← The Bhagavad Gita

Part Three — The Way of Knowledge (Jnana)

Chapters 13–18 · Seeing Clearly and Being Free

15 · The Supreme Person

Chapter fifteen is the shortest of the great chapters and, in the tradition, one of the most prized — recited before meals in many homes, as a daily reminder of what is being fed and by whom. It draws the whole of Part Three to a point.

It opens with a strange and exact image: an inverted tree, roots above and branches below, leaves that are sacred verses, a tree spreading downward into the world and nourished by the strands of chapter fourteen. The inversion is the meaning. The visible life — the branches, the spreading, the busy growth we take for the whole reality — is the lower end of something rooted elsewhere. We live among the leaves and assume the tree begins where we can see it. The chapter says the source is in the other direction, and that the first real act of freedom is to take an axe of non-attachment to the tree’s grip on you — not to destroy your life, but to cut the conviction that the branches are the root.

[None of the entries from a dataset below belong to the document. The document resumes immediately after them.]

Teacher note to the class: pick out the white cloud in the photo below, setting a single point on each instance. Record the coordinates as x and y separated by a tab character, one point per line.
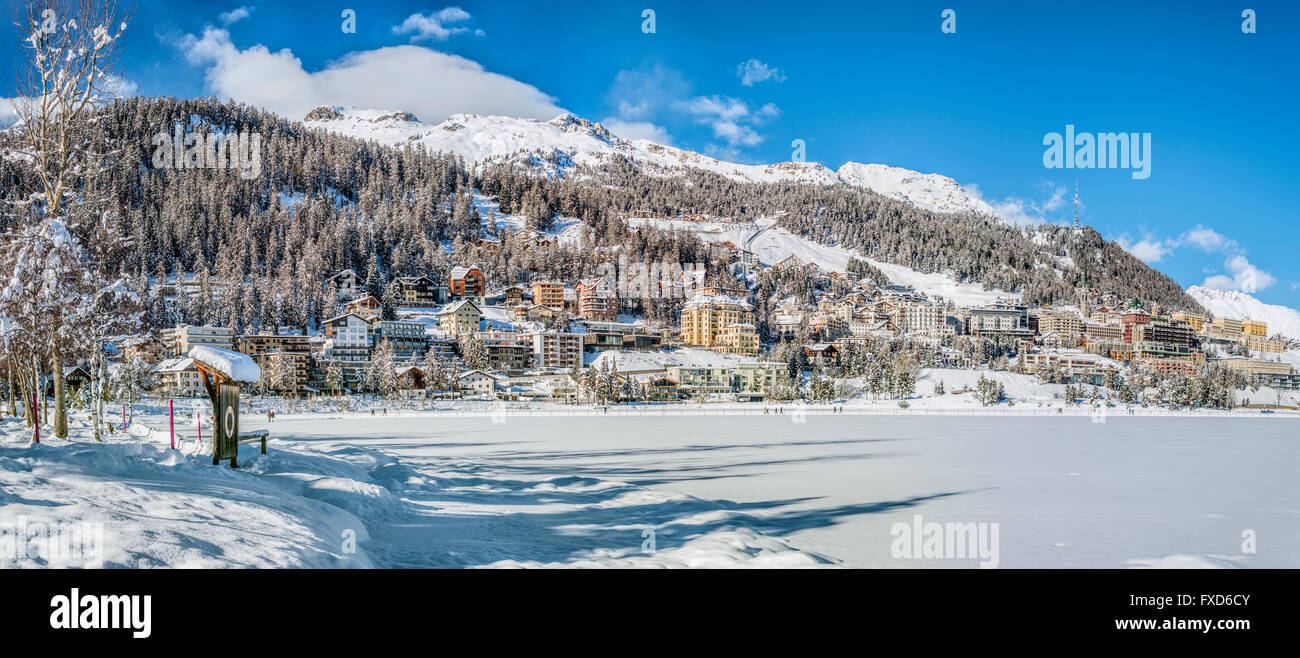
428	83
637	130
1208	239
1023	212
753	72
235	14
731	120
112	87
1239	273
436	25
1147	250
1240	276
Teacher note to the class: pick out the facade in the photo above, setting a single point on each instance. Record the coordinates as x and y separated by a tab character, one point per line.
597	299
1074	364
558	350
467	282
701	380
477	384
507	351
549	294
739	338
180	377
755	376
460	317
347	340
705	316
1000	320
1196	320
420	291
364	306
142	347
1067	324
407	338
178	340
347	285
267	347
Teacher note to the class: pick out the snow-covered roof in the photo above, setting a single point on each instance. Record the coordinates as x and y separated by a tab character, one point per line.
237	367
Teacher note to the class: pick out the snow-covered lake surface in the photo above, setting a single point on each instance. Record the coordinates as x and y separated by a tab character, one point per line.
715	490
1065	492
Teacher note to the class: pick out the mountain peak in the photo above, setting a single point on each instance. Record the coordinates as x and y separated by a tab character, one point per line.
486	138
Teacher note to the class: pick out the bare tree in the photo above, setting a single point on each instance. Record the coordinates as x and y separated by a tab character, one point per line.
70	53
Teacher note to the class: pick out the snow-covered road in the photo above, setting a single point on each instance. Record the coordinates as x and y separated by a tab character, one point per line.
1064	490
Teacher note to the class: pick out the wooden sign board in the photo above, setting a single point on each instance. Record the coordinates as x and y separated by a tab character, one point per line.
226	425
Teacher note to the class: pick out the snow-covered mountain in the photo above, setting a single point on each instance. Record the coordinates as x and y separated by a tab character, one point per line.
1240	306
555	146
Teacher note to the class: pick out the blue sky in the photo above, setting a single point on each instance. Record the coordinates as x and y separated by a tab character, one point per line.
871	82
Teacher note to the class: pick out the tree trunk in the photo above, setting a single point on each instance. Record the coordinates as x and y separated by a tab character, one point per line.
60	393
13	410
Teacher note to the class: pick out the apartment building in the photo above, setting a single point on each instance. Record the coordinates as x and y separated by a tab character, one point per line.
739	338
705	316
460	317
467	282
1010	320
407	338
558	350
597	299
347	340
549	294
178	340
265	349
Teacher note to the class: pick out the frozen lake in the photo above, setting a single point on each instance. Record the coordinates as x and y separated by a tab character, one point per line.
1065	492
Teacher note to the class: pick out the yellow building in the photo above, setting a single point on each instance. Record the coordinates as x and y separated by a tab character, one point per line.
739	338
1256	328
460	317
1197	321
1226	325
705	317
1260	343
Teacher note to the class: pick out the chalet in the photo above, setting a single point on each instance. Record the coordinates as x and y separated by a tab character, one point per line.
823	355
467	282
411	377
346	284
74	377
420	291
536	312
597	299
508	295
347	338
476	384
460	317
365	306
549	294
178	377
663	389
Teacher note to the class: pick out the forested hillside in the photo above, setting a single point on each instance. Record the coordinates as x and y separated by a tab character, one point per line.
325	202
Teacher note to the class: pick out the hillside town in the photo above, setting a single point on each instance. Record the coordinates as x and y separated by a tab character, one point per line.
576	341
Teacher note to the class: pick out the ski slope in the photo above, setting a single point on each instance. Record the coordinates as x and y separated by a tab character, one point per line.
772	245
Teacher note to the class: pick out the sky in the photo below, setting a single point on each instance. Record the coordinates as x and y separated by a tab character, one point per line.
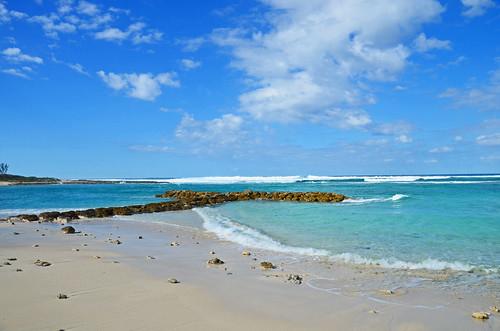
150	88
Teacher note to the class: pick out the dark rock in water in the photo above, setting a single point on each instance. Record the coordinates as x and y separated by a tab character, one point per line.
27	218
267	265
296	279
42	263
215	261
184	200
68	230
49	216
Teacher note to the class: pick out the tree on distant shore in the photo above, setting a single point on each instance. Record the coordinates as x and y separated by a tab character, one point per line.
4	167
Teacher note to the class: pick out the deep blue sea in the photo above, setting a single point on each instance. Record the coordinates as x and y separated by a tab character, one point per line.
433	222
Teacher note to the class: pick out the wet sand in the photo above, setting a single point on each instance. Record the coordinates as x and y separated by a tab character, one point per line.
127	287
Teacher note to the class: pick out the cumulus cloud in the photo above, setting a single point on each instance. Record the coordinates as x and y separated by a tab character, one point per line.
489	140
15	54
189	64
423	44
475	8
144	86
316	58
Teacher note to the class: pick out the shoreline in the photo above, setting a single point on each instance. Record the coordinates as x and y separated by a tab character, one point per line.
331	295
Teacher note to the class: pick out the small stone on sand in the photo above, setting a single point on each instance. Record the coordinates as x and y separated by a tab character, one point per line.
267	265
42	263
480	315
68	230
215	261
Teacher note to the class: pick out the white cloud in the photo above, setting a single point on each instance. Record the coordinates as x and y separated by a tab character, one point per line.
15	54
15	72
316	57
423	44
485	97
489	140
144	86
475	8
220	132
443	149
87	8
189	64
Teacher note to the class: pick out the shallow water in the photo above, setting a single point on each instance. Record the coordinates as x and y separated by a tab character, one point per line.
433	222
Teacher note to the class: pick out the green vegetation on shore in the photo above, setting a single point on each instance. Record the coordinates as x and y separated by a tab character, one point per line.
16	179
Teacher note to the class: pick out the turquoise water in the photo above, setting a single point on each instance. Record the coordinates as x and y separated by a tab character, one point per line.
408	222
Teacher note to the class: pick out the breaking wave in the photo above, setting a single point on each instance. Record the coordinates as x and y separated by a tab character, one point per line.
230	230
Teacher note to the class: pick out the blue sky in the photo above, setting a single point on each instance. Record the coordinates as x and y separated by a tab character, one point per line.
152	88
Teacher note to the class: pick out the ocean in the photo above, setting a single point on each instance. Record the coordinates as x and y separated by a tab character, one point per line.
407	222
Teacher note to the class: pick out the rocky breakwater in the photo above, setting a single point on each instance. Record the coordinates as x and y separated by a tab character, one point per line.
180	200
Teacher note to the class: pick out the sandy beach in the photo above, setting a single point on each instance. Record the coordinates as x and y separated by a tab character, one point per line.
126	286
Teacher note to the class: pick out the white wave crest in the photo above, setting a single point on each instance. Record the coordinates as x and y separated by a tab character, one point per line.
229	230
429	264
395	197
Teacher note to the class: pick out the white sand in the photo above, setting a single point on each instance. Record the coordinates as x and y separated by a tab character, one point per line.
134	294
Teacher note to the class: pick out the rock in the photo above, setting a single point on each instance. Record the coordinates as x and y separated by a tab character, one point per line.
42	263
267	265
481	315
215	261
296	279
68	230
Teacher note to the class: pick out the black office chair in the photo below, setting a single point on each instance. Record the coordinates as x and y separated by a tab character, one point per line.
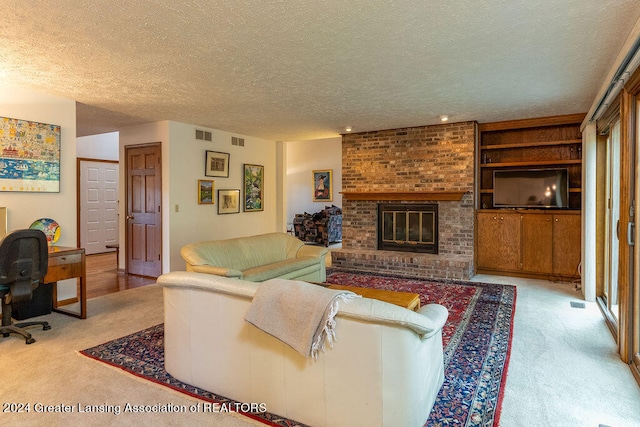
23	264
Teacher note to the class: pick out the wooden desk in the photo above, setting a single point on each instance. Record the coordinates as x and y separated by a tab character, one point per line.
67	263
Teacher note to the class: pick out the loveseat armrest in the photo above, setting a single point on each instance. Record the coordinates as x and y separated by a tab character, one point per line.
312	251
218	271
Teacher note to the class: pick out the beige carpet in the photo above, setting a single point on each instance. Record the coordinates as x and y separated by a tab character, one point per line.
52	372
564	370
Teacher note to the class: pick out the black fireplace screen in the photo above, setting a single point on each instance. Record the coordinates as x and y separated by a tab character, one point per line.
408	227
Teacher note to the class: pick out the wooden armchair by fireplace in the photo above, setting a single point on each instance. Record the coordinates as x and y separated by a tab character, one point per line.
324	227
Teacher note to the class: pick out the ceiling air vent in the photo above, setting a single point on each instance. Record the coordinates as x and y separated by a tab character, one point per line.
203	135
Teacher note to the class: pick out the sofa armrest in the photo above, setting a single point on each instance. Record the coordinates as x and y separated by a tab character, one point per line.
436	314
218	271
311	251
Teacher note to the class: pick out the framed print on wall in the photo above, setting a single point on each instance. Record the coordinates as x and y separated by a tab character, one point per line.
216	164
205	192
228	201
322	185
29	156
253	188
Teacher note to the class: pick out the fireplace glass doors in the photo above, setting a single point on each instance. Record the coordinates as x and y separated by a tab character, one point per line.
408	227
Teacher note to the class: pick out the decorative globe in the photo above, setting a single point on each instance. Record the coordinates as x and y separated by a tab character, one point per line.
49	227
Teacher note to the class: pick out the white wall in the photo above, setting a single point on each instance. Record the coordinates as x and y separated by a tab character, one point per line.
24	208
183	161
104	146
303	157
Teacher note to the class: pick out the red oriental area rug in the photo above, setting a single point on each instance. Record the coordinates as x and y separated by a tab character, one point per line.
476	341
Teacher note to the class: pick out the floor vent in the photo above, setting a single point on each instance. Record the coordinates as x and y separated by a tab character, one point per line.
203	135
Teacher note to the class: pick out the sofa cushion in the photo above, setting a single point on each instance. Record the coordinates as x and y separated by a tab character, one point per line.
242	253
289	268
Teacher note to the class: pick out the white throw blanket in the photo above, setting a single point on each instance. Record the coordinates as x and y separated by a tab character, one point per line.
297	313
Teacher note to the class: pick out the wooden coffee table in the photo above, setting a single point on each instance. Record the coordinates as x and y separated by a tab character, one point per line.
403	299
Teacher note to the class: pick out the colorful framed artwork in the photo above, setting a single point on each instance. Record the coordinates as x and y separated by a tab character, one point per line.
228	201
205	192
29	156
253	188
216	164
322	185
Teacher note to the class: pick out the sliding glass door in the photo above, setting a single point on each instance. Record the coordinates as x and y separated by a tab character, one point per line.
634	236
612	223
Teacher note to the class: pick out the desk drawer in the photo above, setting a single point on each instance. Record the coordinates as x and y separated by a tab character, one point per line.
65	259
62	272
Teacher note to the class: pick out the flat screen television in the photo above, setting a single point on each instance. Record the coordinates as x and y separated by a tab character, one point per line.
533	188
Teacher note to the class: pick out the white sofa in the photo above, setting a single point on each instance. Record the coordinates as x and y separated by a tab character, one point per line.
258	258
385	369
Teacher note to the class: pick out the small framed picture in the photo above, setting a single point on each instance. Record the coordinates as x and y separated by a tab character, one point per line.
205	192
216	164
322	185
228	201
253	188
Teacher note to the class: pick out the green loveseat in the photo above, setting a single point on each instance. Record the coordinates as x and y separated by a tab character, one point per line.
257	258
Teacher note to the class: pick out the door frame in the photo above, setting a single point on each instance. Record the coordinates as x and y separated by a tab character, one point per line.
79	160
127	249
629	342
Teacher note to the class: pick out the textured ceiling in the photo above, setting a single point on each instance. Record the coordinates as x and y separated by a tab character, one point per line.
297	70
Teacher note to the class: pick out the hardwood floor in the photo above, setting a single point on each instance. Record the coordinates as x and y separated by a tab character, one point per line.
103	276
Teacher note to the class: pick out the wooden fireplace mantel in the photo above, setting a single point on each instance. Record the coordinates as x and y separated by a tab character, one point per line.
408	196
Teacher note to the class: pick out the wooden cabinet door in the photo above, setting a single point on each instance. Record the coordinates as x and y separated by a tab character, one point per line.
499	241
537	243
567	247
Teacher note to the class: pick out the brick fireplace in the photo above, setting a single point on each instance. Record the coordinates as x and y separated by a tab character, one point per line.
410	166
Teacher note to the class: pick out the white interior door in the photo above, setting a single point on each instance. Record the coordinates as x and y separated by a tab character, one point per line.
98	205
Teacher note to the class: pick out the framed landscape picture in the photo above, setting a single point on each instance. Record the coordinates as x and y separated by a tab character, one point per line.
29	156
253	188
216	164
228	201
205	192
322	185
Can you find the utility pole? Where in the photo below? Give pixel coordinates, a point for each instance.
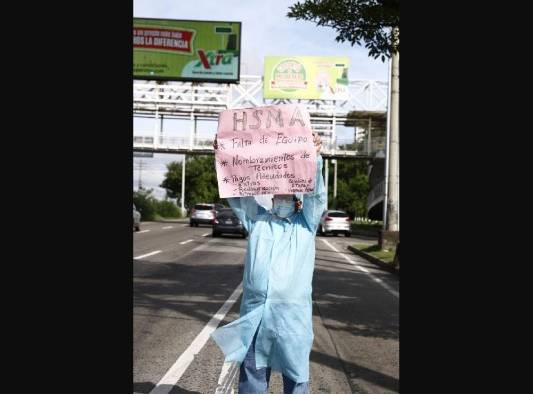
(334, 161)
(140, 175)
(183, 185)
(326, 176)
(393, 222)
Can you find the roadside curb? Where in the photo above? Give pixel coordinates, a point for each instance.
(381, 264)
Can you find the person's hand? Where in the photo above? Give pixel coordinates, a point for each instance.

Then it gives the chapter’s central teaching, the one the title points to. There are, it says, two presences usually spoken of — the perishable, which is the whole changing field of beings, and the imperishable, the changeless behind it. But beyond even that pair is a third, the Purushottama, the Supreme Person: not merely the static absolute, but that which holds and exceeds both the changing and the changeless, the living source the inverted tree is rooted in. For an art of living, the use of this is a correction of a subtle error available to advanced seekers: it is possible to reach a cool detachment, identify with the changeless witness, and stop there, mistaking a high field-state for the end. Chapter fifteen says the goal is not even the serene void; it is the living fullness beyond both turmoil and void.

The chapter then makes it personal and warm, which is why it is loved. That supreme presence, it says, is seated in the heart of every being; it is the light in the sun and the moon, the fire that digests food and sustains the body, the very power by which you remember and by which memory is taken away. It is not far. It is the nearest thing there is — closer than the breath you are using to read this — and the whole chapter is an argument that the most intimate and the most ultimate are the same, and that you have been overlooking it precisely because it never leaves.

It closes by naming the stakes plainly: to know this is to have known everything worth knowing and to have done what there is to do. Not as a boast — as relief. The search has an end, and the end is not elsewhere.

For an art of living, chapter fifteen reframes the whole project: you are not climbing away from your life toward a distant absolute and you are not settling for a detached emptiness. You are recognising the living source already seated where you already are. The remaining chapters become very concrete after this — sixteen describes, without flattery, the two ways a human being can actually be organised.